Мистер Меркаптан покачал головой.
— Чересчур в духе Уэллса, — сказал он. — Чересчур утопично. В моем будуаре они будут ужасно неуместны. К тому же софа у меня и без того достаточно мягкая.
— Ну, а как же Толстой? — заорал Липиат, дав волю своему раздражению.
Мистер Меркаптан помахал рукой.
— Русский, — сказал он, — русский.
— А Микеланджело?
— Альберти, — очень серьезно сказал Гамбрил, подсовывая им целиком точку зрения своего отца, — Альберти, уверяю вас, был гораздо лучшим архитектором.
— Уж если говорить о претенциозности, — сказал мистер Меркаптан, — я лично предпочитаю старика Борромини и барокко.
— А как же Бетховен? — продолжал Липиат. — А как же Блейк? Куда вы отнесете их по вашей системе?
Мистер Меркаптан пожал плечами.
— Они остаются в передней, — сказал он. — В будуар я их не допускаю.
— Возмутительно, — сказал Липиат с растущим негодованием, все неистовей размахивая руками, — вы возмущаете меня — вы и ваша мерзкая, фальшивая цивилизация под восемнадцатый век; ваша уринальная поэзия, ваше искусство для искусства — а не для Бога; ваши гнусненькие совокупления без любви и без страсти; ваш скотский материализм; ваше животное равнодушие к чужим страданиям и ваша тявкающая ненависть ко всему великому.

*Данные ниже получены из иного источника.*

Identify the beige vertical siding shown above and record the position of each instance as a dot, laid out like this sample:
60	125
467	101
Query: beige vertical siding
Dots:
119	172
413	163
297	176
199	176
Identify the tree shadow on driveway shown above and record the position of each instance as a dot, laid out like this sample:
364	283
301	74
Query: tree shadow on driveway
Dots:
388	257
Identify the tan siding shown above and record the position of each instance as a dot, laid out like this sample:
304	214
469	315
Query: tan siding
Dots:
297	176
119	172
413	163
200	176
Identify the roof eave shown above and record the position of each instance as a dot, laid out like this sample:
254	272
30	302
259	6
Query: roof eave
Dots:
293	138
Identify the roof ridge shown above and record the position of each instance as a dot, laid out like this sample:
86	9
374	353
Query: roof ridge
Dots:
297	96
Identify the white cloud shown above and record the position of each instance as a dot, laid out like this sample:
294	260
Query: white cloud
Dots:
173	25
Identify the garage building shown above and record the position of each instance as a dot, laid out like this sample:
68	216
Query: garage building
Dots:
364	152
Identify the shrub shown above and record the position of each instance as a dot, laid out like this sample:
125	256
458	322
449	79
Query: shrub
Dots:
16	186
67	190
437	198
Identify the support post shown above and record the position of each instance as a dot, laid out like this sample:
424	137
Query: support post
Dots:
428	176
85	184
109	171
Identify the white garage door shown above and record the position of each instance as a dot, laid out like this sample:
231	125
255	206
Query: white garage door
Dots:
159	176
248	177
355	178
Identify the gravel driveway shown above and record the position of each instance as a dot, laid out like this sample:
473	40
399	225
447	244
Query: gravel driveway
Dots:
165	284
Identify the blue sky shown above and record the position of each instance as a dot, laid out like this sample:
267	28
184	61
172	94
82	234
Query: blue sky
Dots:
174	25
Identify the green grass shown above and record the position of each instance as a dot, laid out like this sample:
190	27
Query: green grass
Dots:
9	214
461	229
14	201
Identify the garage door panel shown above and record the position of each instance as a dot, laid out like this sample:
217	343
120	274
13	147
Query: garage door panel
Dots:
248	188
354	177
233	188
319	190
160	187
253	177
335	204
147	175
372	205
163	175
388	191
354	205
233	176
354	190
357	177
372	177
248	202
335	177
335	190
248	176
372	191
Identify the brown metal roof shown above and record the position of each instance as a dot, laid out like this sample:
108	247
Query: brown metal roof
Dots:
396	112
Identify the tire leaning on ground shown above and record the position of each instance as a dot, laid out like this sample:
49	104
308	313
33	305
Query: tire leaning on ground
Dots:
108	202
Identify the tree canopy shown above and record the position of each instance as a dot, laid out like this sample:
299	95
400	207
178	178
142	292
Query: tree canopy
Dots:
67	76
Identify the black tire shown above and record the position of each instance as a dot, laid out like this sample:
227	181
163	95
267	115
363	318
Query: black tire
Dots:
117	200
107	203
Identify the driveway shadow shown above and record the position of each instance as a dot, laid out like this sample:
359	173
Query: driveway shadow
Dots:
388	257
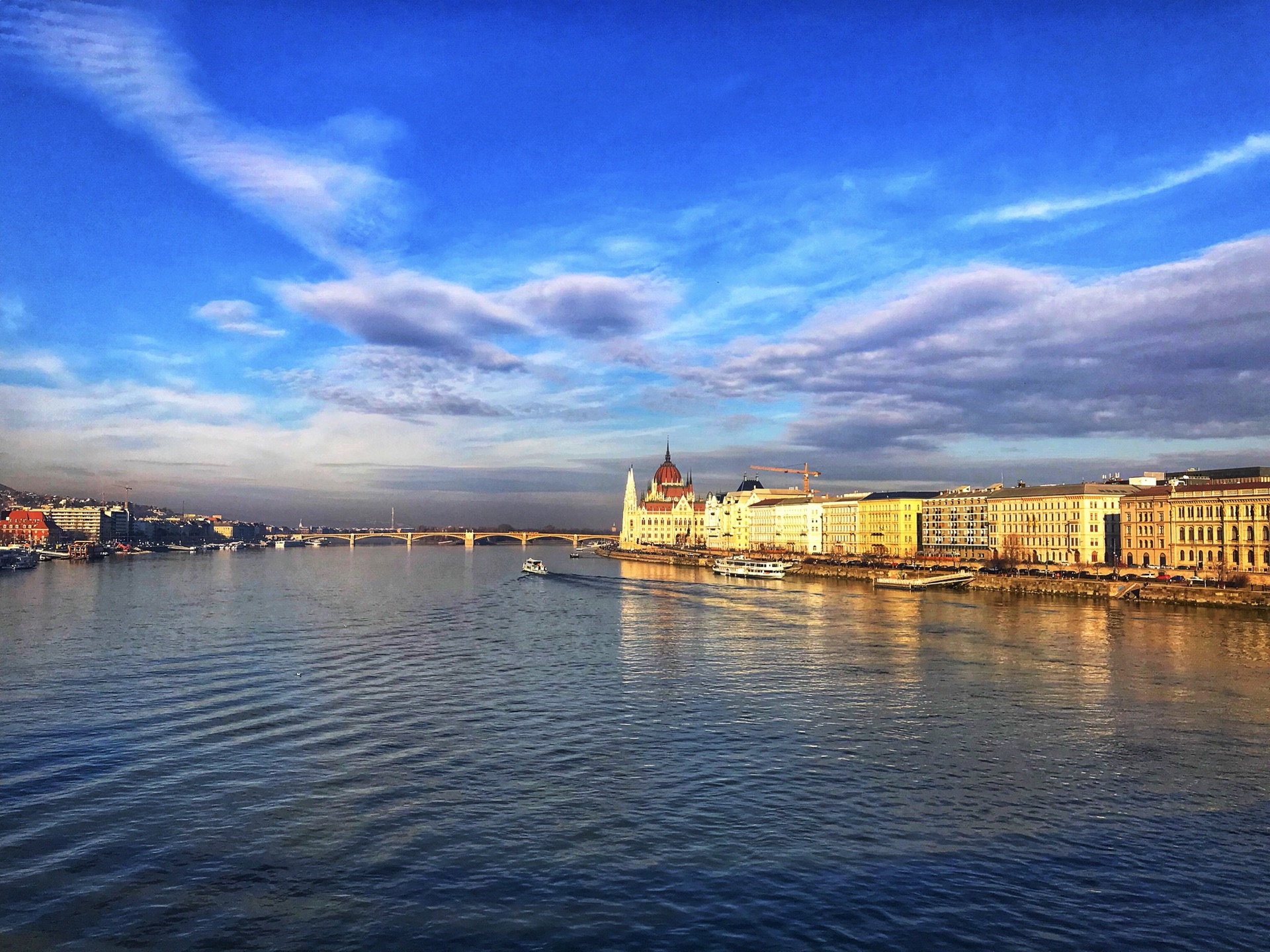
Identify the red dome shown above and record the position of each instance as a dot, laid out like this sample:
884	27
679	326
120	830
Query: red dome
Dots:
667	474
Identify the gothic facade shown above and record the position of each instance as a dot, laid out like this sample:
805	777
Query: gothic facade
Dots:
666	514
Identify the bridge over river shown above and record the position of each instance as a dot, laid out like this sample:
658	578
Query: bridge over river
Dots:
468	537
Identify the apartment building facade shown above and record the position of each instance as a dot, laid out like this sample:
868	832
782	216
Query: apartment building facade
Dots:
1066	524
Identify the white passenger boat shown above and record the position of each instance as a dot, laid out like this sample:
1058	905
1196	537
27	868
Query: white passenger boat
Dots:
752	568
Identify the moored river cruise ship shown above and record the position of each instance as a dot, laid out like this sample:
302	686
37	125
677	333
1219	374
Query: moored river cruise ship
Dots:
751	568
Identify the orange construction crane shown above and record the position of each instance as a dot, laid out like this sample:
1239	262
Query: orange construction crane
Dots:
804	473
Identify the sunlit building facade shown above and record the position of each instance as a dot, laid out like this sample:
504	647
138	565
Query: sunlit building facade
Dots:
666	514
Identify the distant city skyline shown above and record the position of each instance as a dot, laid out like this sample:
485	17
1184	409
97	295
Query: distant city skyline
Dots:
312	262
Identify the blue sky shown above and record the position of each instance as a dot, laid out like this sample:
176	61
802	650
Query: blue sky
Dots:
472	260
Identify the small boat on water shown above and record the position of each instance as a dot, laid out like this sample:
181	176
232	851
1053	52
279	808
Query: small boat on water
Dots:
745	568
17	559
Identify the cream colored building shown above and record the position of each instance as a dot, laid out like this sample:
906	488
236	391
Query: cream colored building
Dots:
890	524
728	520
1146	527
788	524
1070	524
666	514
1220	526
955	524
842	524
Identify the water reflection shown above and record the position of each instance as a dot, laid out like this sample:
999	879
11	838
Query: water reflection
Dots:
362	748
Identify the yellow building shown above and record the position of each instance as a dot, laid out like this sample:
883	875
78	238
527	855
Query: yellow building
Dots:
890	524
1220	526
1070	524
788	524
842	524
728	518
1146	527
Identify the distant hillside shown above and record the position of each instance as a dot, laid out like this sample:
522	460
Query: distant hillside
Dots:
13	498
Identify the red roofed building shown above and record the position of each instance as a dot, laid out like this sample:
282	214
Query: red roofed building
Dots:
28	527
667	514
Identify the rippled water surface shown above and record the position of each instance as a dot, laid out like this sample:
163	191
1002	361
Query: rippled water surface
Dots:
382	748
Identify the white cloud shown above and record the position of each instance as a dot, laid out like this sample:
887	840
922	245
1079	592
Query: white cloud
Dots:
408	309
314	192
593	306
127	65
235	317
1251	149
1177	350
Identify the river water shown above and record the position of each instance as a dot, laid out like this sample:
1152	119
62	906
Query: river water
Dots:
380	748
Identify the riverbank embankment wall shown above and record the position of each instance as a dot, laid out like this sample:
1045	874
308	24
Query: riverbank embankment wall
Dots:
1164	593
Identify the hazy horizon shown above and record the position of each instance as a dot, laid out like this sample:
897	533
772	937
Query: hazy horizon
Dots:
312	263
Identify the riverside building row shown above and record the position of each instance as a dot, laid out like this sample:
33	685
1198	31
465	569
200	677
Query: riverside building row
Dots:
1191	520
52	526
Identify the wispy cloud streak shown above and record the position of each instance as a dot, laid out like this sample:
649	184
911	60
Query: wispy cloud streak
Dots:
1251	149
131	69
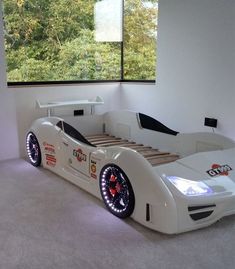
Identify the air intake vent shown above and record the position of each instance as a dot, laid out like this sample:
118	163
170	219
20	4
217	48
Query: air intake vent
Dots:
199	212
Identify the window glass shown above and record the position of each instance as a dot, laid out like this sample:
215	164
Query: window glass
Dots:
140	33
66	40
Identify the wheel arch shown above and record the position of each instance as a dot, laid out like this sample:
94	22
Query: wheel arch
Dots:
149	190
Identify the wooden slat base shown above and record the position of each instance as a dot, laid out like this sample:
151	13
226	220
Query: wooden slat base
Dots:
154	156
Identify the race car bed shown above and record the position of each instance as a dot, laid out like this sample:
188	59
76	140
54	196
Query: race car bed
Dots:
168	181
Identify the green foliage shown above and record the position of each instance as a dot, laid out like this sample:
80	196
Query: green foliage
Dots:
54	41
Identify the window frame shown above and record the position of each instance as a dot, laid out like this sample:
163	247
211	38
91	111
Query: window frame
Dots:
82	82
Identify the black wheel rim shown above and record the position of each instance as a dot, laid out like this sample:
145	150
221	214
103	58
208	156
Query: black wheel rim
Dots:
33	149
115	190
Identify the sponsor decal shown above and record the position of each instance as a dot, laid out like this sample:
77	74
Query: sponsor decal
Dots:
219	170
50	160
49	150
79	155
93	169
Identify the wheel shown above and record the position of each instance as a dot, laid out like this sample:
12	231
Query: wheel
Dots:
116	191
33	149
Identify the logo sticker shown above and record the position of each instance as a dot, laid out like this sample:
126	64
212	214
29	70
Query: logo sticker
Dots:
79	155
50	160
219	170
93	169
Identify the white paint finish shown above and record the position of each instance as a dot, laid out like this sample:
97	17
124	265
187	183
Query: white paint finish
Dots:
26	102
196	67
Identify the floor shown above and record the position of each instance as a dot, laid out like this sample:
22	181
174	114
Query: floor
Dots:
46	222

— Прелестно, прелестно, — пробормотал мистер Меркаптан, поливая салат прованским маслом.
— Как вы можете надеяться создать что-либо достойное или прочное, если вы даже не верите в достоинство и прочность? Я смотрю вокруг себя, — и Липиат блуждающим взглядом обвел полный зал, — и вижу, что я одинок, духовно одинок. Я борюсь один против всех. — Он ударил себя в грудь: титан, одинокий титан. — Я поставил перед собой задачу: снова возвратить живописи и поэзии принадлежащее им по праву место среди великих моральных сил. Слишком долго они служили забавой, игрушкой. За это я положу свою жизнь. Свою жизнь. — Его голос дрогнул. — Надо мной смеются, меня ненавидят, побивают камнями, осмеивают. Но я иду своим путем. Ибо я знаю, что правда на моей стороне. И в конце концов эту правду признают все. — Это был разговор с самим собой, только вслух. Впечатление было такое, точно Липиат занялся саморекламой.
— И все же, — сказал Гамбрил с жизнерадостным упрямством, — я настаиваю, что слово «грезы» недопустимо.
— Inadmissible,[30] — отозвался мистер Меркаптан, переводом на французский придавая этому слову какое-то новое значение. — В эпоху Ростана — сколько угодно. Но теперь…
— Теперь, — сказал Гамбрил, — это всего лишь намек на Фрейда.
— Все дело тут в литературном такте, — объяснил мистер Меркаптан. — Неужели у вас его нет?
— Слава Богу, нет, — с ударением сказал Липиат. — У меня вообще нет такта. Я говорю и действую прямо, без обиняков, как подсказывает мне чувство. Ненавижу компромиссы.